Running \(\mathcal {R}_1\). Now that we have enough information in the encoding to run \(\mathcal {R}_2\), we consider the information we need to add to the encoding to run \(\mathcal {R}_1\) after \(\mathcal {R}_2\) is run. First, we need to provide \(\mathcal {R}_1\) its input labels. Our initial attempt would be to append the input labels of \(\mathcal {R}_1\) (except \(\sigma (1),\sigma (v)\), which are already present) to \(\mathsf {Labels}\). However, some of these input labels to \(\mathcal {R}_1\) might have already been “seen by” \(\mathcal {R}_2\). Since all labels “seen by” \(\mathcal {R}_2\) are in \(\mathsf {T}\), we need a way to figure out which of \(\sigma (i_j)\)’s are in \(\mathsf {T}\). Note that such a label was either queried by \(\mathcal {R}_2\) or an answer to a query of \(\mathcal {R}_2\) (cannot have been an input to \(\mathcal {R}_2\) given the restrictions on \(i_1,\cdots ,i_k,v\)). Suppose q was the sequence number of the query in which \(\sigma (i_j)\) was queried or an answer. The tuple (qbj) is added to the set \(\mathsf {Inputs}\) where b can take values \(\{1,2,3\}\) depending on whether \(\sigma (i_j)\) was the first input label, the second input label or the answer label respectively. This set \(\mathsf {Inputs}\) is a part of the encoding. The rest of the labels \(\sigma (i_j)\), which do not appear in \(\mathsf {T}\), are added to \(\mathsf {T}\) with their pre-images and the labels are appended to \(\mathsf {Labels}\). Note that for all queries of \(\mathcal {R}_1\), it follows from our assumption that the input labels will be in \(\mathsf {T}\). For every surprise, we add a tuple of sequence number and an index in \(\mathsf {T}\) to the set \(\mathsf {Srps}_2\).

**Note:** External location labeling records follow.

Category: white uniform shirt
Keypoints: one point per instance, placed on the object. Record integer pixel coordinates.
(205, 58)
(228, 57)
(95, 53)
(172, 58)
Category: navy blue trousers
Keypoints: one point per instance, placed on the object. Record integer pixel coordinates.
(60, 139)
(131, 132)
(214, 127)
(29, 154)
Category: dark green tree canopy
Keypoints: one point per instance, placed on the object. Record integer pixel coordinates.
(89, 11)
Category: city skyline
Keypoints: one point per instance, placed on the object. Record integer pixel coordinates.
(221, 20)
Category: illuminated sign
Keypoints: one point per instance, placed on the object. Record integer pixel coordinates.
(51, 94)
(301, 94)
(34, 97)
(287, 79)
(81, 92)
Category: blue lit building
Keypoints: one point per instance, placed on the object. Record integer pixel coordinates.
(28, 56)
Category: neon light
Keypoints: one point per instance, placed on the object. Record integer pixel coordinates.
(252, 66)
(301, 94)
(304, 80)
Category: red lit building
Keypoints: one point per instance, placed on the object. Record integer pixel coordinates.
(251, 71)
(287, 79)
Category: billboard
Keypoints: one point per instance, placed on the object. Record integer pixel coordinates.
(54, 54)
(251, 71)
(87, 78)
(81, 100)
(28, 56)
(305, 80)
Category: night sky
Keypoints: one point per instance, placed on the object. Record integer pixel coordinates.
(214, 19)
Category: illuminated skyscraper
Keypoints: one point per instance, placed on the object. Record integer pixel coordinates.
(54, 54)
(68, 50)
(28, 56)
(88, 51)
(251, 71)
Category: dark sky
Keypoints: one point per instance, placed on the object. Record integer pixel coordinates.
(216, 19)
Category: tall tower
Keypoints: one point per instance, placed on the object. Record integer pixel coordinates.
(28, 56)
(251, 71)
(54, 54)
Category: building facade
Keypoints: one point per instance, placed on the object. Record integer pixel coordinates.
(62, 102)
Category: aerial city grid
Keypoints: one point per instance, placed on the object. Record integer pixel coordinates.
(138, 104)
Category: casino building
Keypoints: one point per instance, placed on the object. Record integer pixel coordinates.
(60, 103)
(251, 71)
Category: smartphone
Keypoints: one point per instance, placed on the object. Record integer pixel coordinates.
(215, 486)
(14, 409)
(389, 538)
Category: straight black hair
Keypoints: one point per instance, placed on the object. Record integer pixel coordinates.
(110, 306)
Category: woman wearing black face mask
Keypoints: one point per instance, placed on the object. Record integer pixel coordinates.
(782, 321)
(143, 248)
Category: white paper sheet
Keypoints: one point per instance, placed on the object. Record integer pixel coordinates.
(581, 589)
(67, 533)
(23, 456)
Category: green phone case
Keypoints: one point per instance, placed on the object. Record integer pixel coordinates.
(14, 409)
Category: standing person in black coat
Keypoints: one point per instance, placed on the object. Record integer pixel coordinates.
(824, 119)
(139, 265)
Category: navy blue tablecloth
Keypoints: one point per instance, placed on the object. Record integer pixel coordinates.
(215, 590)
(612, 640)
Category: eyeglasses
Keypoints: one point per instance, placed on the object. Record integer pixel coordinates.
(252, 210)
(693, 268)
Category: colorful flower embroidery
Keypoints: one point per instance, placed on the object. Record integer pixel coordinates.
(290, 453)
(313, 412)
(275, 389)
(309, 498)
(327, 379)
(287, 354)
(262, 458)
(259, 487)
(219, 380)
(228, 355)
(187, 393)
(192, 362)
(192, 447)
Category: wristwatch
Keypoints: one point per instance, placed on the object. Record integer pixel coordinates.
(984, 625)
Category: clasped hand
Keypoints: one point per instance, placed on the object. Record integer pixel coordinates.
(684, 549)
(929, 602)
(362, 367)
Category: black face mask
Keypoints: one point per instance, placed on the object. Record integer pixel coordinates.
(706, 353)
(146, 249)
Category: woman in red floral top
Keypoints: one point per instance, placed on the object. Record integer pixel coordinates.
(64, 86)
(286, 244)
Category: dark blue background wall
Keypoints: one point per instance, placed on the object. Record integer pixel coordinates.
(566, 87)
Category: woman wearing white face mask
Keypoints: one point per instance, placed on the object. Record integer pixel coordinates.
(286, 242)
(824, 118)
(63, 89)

Relaxing the assumption. When we allow \(\mathcal {R}_2\) to query labels it has not seen before or \(\mathcal {R}_1\) has not seen, there are two issues. First, we need to add a tuple for the label in \(\mathsf {T}\) (since \(\mathsf {T}\), by definition contains a tuple for all labels queried by \(\mathcal {R}_2\)). We solve this issue by adding the tuple made of the label and its pre-image. We have no hope of recovering the pre-image later, hence, we append the pre-image to a list named \(\mathsf {Vals}\). This list needs to be a part of the encoding since the pre-image of the label needs to be figured out to be added to \(\mathsf {T}\) during decoding. For queries of \(\mathcal {R}_1\), if the input label is not present in \(\mathsf {T}\), we do the same thing. The second issue that comes up when we relax the assumption is that we need to distinguish whether an input label was in \(\mathcal {Z}\) or not. We solve this issue by maintaining a set of tuples named \(\mathsf {Free}\). For all labels in \(\mathcal {Z}\) that are not an input label to \(\mathcal {R}_1\), we add the tuple consisting of the sequence number of the query of \(\mathcal {R}_2\) and b to \(\mathsf {Free}\) where b set to 1 indicates it was the first input label and b set to 2 indicates it was the second input label.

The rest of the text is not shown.